The coronavirus pandemic has affected the unevenly: while some sectors felt more the loss of revenue from tenants, others experienced accelerated growth. This is the case, for example, of funds that have supermarkets and wholesalers among their assets.
Build income with real estate funds. Learn from Professor Arthur Vieira de Moraes
To manager TRX, owner of the fund TRXF11, focuses on managing Grupo Pão de Açúcar and Assaí stores. With about 15 thousand shareholders and almost 600 million reais under management, the fund brings the expertise of managers in real estate called build to suit (when the construction is custom-made for a tenant) and in salelease back (when the manager buys a fund and signs a contract with the tenant).
Although the model has risks linked to the “exclusive” relationship with the tenant, Luiz Amaral, partner and founder of TRX, explains that there are ways to mitigate this dependency.
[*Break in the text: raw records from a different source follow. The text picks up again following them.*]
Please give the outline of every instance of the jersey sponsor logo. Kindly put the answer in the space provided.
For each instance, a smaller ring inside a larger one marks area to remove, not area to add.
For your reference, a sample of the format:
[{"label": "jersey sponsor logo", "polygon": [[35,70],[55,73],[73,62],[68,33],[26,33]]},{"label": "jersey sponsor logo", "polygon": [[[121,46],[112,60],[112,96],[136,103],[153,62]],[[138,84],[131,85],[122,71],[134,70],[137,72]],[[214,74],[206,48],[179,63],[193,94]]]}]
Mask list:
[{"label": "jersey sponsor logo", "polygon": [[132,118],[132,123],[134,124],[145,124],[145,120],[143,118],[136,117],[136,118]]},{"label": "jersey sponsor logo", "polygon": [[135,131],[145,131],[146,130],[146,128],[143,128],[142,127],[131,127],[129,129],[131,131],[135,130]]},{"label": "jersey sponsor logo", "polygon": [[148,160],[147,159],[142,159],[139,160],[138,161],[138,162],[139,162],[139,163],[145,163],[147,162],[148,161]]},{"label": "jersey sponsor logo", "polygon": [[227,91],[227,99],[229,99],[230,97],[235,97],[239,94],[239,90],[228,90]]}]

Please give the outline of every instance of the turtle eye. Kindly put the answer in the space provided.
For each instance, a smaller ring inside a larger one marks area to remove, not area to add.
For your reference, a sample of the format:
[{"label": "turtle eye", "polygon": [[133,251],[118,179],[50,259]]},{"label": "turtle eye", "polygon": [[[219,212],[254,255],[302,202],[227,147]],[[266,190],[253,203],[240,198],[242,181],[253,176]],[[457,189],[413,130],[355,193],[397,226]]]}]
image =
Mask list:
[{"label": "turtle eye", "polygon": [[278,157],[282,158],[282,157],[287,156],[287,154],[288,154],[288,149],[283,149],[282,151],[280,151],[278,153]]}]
“We cannot have specific properties to the point of serving only that tenant,” he said, in conversation with Arthur Vieira de Moraes, specialist in real estate funds, in the program FIIs in EXAMINATION.
He explains that TRXF11’s strategy of focusing on grocery stores has several reasons. The first is the resilience of food retailing itself, proven even during the coronavirus pandemic. The second reason is the possibility of adapting these properties for other purposes in the future.
“The supermarket stores are, after all, small warehouses that are extremely well located. In the future, these spaces may change their vocation and be used as advanced logistics points. For e-commerce, points like this are extremely important to improve the delivery time,” explains Amaral.